I have never seen or read One Flew Over the Cuckoo's Nest but I knew that it was one of those classics and frankly after drowning myself in a lot of science fiction I threw this little paperback in my bag and tore through it.

The book takes place in the 1960's in mental institution. We see this world threw the eyes of Chief Bromden, a Native American who is a giant of a man and yet pretends to be deaf and mute to get through life in this institution ruled by Nurse Ratched, who is a horrible as her name sounds. A new, and presumably mentally stable, man named McMurphy comes into the ward and proceeds to turn things on it's head. He fights against the system, and yet the deck is so stacked against him that we know he will not succeed.

"He's shown us what a little bravado and courage could accomplish, and we thought he'd taught us how to use it. All the way to the coast we had fun pretending to be brave.
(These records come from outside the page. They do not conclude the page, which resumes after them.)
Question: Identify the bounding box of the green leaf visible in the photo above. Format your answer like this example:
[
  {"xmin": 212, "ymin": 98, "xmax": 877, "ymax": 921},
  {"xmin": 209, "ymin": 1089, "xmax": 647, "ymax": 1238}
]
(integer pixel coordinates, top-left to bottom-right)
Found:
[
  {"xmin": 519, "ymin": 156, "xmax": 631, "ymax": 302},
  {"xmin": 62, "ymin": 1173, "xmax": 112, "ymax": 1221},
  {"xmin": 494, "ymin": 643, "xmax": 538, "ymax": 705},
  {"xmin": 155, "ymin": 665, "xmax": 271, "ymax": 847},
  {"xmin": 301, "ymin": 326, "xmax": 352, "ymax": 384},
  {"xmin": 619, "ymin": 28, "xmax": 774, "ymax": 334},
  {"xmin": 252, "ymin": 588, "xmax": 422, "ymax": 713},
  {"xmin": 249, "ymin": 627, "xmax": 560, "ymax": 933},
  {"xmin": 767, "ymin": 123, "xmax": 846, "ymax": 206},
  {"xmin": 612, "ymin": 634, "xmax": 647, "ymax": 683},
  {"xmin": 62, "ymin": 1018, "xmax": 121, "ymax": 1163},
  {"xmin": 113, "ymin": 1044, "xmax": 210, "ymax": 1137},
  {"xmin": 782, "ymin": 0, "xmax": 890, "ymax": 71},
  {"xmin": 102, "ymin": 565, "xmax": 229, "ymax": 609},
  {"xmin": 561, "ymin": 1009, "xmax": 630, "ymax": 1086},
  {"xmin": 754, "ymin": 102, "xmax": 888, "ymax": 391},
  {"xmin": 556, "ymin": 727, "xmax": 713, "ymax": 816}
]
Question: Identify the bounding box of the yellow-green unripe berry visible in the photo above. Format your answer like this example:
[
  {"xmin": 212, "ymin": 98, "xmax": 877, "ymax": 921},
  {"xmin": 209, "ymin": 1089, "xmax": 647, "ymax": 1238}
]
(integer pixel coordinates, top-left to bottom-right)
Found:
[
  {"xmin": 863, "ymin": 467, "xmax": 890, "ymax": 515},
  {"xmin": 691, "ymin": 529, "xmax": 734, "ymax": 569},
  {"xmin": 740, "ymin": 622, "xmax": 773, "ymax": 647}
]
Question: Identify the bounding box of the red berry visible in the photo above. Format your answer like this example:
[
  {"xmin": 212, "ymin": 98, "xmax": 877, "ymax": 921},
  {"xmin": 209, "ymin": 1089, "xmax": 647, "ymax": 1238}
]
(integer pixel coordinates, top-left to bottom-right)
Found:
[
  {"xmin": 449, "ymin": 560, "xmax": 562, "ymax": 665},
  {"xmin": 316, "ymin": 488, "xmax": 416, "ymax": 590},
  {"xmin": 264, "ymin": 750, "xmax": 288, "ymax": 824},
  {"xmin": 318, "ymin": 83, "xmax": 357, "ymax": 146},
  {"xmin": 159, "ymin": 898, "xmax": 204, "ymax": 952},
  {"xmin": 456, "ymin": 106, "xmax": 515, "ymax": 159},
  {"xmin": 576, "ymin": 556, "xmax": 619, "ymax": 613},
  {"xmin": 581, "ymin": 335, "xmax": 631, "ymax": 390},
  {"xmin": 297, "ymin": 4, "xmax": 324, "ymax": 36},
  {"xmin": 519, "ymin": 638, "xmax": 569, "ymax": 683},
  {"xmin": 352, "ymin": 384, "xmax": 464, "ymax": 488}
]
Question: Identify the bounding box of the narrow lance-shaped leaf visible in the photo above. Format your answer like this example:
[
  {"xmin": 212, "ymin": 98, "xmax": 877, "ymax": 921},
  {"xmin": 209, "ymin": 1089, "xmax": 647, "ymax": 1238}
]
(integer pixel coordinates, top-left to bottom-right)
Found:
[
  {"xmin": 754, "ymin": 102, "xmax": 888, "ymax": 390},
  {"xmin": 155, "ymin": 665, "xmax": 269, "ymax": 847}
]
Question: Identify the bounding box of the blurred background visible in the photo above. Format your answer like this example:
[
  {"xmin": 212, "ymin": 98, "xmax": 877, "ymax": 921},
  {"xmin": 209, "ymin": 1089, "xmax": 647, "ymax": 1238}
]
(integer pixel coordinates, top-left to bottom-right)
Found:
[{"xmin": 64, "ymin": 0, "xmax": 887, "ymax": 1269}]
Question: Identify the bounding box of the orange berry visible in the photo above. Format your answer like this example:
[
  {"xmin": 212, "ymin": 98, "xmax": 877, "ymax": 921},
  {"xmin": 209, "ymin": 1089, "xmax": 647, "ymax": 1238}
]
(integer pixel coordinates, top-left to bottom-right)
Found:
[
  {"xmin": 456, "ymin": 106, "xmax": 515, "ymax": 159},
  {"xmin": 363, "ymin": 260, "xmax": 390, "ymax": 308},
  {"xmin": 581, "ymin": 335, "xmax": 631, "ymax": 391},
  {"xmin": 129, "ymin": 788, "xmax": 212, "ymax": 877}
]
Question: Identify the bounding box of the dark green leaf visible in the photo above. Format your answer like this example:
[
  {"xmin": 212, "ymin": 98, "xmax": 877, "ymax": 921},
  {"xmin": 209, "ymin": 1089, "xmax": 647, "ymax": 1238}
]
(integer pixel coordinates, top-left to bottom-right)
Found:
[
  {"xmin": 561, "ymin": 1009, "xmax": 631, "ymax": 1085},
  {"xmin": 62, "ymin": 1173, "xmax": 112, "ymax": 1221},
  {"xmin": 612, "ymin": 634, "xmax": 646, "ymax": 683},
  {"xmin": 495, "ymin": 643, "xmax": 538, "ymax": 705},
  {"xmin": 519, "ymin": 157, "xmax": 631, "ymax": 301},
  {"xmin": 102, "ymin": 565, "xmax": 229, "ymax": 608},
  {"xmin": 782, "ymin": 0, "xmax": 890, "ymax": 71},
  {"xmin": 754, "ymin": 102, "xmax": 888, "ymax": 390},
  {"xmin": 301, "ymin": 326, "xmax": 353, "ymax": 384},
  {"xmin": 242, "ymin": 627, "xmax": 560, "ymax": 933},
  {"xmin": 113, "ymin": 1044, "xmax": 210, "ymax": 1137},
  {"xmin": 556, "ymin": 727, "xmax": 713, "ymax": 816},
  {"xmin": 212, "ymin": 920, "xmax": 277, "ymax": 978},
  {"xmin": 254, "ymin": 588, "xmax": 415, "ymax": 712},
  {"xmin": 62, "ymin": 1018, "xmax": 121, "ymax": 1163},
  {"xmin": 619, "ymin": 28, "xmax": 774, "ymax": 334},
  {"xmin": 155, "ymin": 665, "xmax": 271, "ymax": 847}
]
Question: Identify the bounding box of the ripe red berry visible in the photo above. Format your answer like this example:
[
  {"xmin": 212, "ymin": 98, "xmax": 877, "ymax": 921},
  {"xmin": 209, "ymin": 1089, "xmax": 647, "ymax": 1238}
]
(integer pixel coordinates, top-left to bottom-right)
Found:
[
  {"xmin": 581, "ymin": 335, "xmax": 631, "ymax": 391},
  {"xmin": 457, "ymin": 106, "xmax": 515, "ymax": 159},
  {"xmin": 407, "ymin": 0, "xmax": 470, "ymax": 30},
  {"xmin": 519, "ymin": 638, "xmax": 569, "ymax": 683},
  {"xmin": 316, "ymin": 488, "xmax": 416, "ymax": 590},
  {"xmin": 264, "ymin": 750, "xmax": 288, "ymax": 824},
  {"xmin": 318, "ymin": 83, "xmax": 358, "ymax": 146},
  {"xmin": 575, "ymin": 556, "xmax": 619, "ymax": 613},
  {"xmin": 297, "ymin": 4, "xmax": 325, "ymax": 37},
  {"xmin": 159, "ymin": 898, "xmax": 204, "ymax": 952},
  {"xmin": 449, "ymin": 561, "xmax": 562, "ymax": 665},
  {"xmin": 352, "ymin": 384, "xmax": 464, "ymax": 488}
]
When people at a stop light would stare at us and our green uniforms we'd do just like he did, sit up straight and strong and tough-looking and put a big grin on our face and stare straight back at them till their motors died and their windows sunstreaked and they were left sitting when the light changed, upset bad by what a tough bunch of monkeys was just now not three feet from them, and help nowhere in sight."

Bromden sees society as a great Combine that chews up those that do not function as "normal" people. Through him we see the way that other patients were unable to fit due to a myriad of issues and who have their spirits raised and dashed by the coming of McMurphy. McMurphy uses them at the same time tries to help them, and although his motives seem to be almost all selfish, he does seem to be working for the good of those on the ward. In the end McMurphy cannot escape the Combine now that he is in the ward anymore than the rest of them can.

"Yes. This is what I know. The ward is a factory for the Combine. It's fixing up the mistakes made in the neighborhoods and in the schools and in the churches, the hospital is.When a complete product goes back out into society, all fixed up and good as new, better than new sometimes, it brings joy to the Big Nurse's heart; something that came in all twisted different is now a functioning adjusted component, a credit to the whole outfit and a marvel to behold."

I really, really enjoyed this book. I think that I like most books about how society treats those that are mentally unbalanced (the Bell Jar, Girl, Interrupted, Fingersmith, and others) and this one had me right there with the patients. Nurse Ratched is so realistic that she could be prowling the wards today, albeit she would have to use much more tact to not get caught condoning orderlies raping patients. The lack of control of the patients and the absolute tyranny of the staff makes for a fascinating and terrifying environment.

There is a reason this book is on lists of great books. I highly suggest it. I really want to check the movie out and see how it compares up. Has anyone seen it?